Cardiovascular disease was the most commonly represented medical category among the reversals (20%), followed by public health/preventive medicine (12%) and critical care (11%). In terms of the type of intervention, medication was the most common (33%), followed by a procedure (20%) and vitamins and/or supplements (13%).
"There are a number of lessons that we can take away from our set of results, including the importance of conducting RCTs for both novel and established practices," explains senior author Vinay Prasad, Associate Professor at the OHSU Knight Cancer Institute. "Once an ineffective practice is established, it may be difficult to convince practitioners to abandon its use. By aiming to test novel treatments rigorously before they become widespread, we can reduce the number of reversals in practice and prevent unnecessary harm to patients.

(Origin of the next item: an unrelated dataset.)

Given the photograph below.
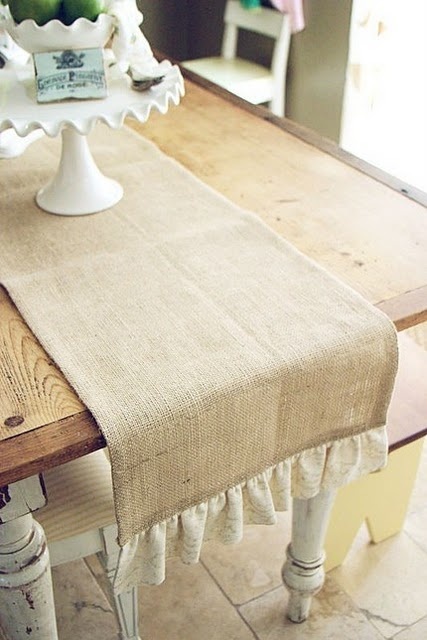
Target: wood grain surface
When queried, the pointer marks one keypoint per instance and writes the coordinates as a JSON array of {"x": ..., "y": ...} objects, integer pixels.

"We hope our broad results may serve as a starting point for researchers, policy makers and payers who wish to have a list of practices that likely offer no net benefit to use in future work."
Prasad adds that some limitations need to be taken into account with the results, including the fact that only three general medical journals were studied. This means the findings may not be broadly generalisable to all journals or fields. Additionally, other researchers may categorise results differently, depending on their expertise. To help overcome this issue, the team invited physicians from a range of backgrounds to review and comment on the practices identified as reversals.
"Taken together, we hope our findings will help push medical professionals to evaluate their own practices critically and demand high-quality research before adopting a new practice in future, especially for those that are more expensive and/or aggressive than the current standard of care," concludes co-lead author Alyson Haslam, Ph.D., also at the OHSU Knight Cancer Institute.